Frequently Asked Questions
What is Person schema markup?
Person schema is a JSON-LD structured data type from Schema.org that describes a person -- their name, job title, employer, social profiles, areas of expertise, and more. When applied to authors and team members, it gives AI models a machine-readable identity card that connects the person to their credentials and published content. It is one of the foundational schema types covered in our JSON-LD basics guide.
Does Person schema directly improve Google rankings?
Person schema is not a direct Google ranking factor. However, it strengthens E-E-A-T signals that Google's quality raters evaluate, and it significantly improves how AI models like ChatGPT, Gemini, and Perplexity identify and trust your content's authorship. Sites with author-linked structured data see measurably higher AI citation rates. Learn more about E-E-A-T in our complete guide.
How many properties should I include in Person schema?
At minimum, include name, url, jobTitle, worksFor, and sameAs. For maximum AI trust, add knowsAbout, description, image, alumniOf, and award. The more verifiable properties you provide, the stronger the entity signal. A well-populated Person schema typically includes 8-12 properties.
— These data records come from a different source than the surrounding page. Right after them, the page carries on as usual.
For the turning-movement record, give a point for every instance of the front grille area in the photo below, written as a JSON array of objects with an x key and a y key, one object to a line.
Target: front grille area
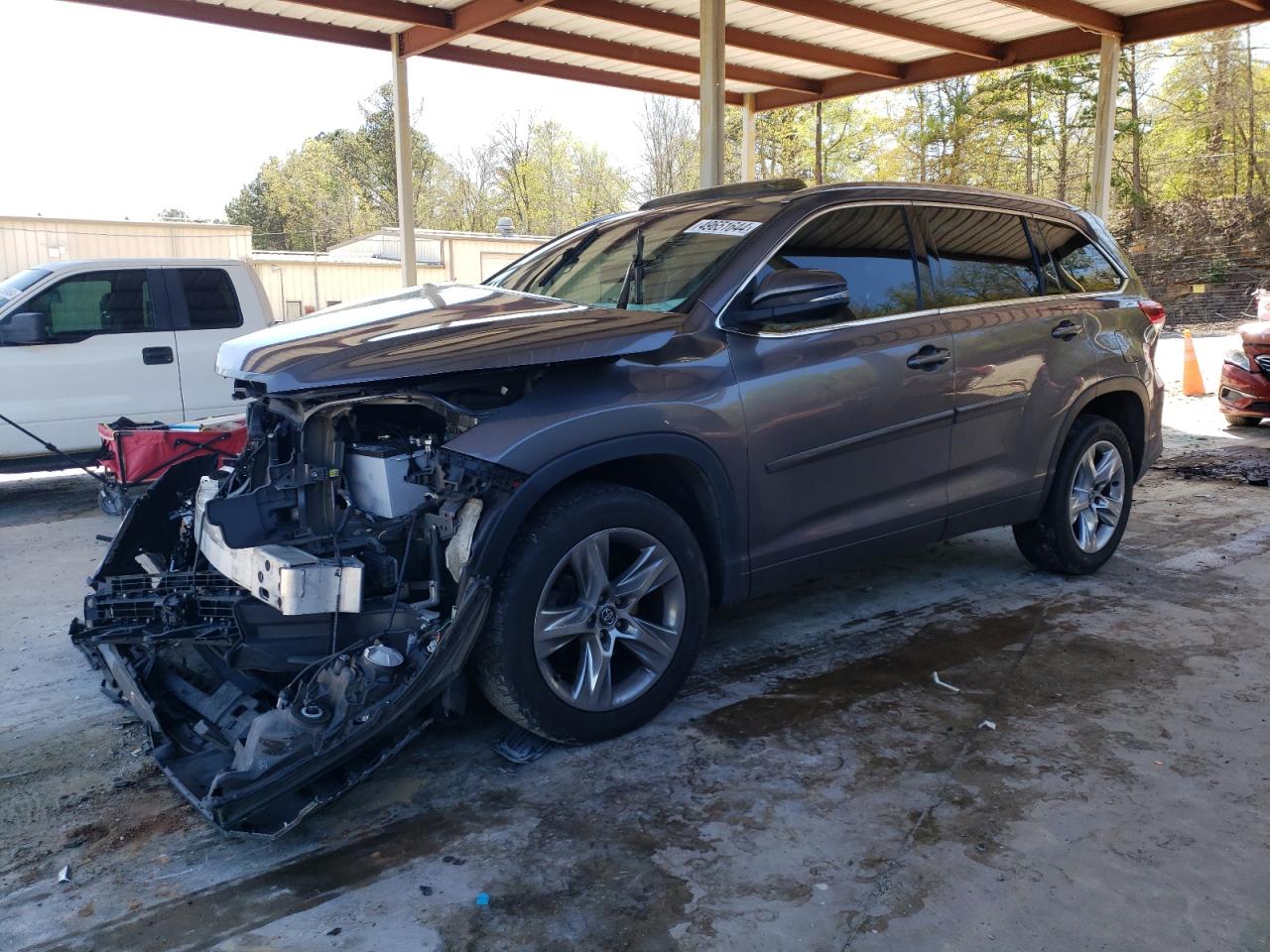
[{"x": 189, "y": 598}]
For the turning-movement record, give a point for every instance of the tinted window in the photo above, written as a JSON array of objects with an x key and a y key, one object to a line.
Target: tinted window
[
  {"x": 98, "y": 302},
  {"x": 679, "y": 250},
  {"x": 209, "y": 298},
  {"x": 870, "y": 248},
  {"x": 1075, "y": 264},
  {"x": 979, "y": 257}
]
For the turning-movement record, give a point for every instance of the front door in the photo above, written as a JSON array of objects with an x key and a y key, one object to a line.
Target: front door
[
  {"x": 109, "y": 352},
  {"x": 847, "y": 400}
]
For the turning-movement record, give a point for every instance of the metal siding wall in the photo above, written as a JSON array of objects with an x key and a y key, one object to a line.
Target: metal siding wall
[{"x": 26, "y": 243}]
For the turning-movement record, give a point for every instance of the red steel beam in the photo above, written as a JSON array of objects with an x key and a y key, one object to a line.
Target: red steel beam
[
  {"x": 398, "y": 10},
  {"x": 250, "y": 19},
  {"x": 675, "y": 24},
  {"x": 1138, "y": 28},
  {"x": 647, "y": 56},
  {"x": 579, "y": 73},
  {"x": 471, "y": 17},
  {"x": 888, "y": 26},
  {"x": 1076, "y": 13}
]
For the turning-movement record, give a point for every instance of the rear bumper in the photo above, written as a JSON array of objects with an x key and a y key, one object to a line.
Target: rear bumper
[{"x": 1242, "y": 393}]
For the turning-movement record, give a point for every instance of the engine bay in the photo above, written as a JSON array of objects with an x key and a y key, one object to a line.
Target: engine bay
[{"x": 284, "y": 625}]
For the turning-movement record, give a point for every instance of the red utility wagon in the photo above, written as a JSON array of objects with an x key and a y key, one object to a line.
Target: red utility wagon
[{"x": 134, "y": 453}]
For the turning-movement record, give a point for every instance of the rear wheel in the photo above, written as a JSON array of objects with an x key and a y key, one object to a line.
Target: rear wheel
[
  {"x": 1236, "y": 420},
  {"x": 1088, "y": 502},
  {"x": 595, "y": 617}
]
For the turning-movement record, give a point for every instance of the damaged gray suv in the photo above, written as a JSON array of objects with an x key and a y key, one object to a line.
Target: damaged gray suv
[{"x": 540, "y": 485}]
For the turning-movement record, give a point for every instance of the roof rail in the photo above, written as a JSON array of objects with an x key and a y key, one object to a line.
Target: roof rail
[{"x": 740, "y": 189}]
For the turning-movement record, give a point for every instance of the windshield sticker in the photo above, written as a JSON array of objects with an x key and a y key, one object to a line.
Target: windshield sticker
[{"x": 721, "y": 226}]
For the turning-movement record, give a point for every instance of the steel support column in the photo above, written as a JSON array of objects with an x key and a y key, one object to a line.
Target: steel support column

Should I use the same Person schema on every article?
Yes. Include Person schema for the author on every article they write, and the @id and property values must be identical across all pages. This consistency is what allows AI models to build an entity graph linking the person to all their content. Inconsistent data -- like using "John Smith" on one page and "J. Smith" on another -- breaks entity resolution.
Can I use Person schema for multiple authors on one article?
Yes. In your Article schema, set the author property to an array containing multiple Person objects. Each Person should have its own complete set of properties including @id, name, url, and sameAs. This is common for research papers, collaborative guides, and team-authored content.
What is the knowsAbout property and why does it matter for AI?
The knowsAbout property is a Schema.org field that lists topics a person has expertise in. AI models use this property to determine whether an author is qualified to write about a given subject. If your Person schema includes knowsAbout values that match the article topic, AI models are more likely to treat the content as authoritative and cite it in responses.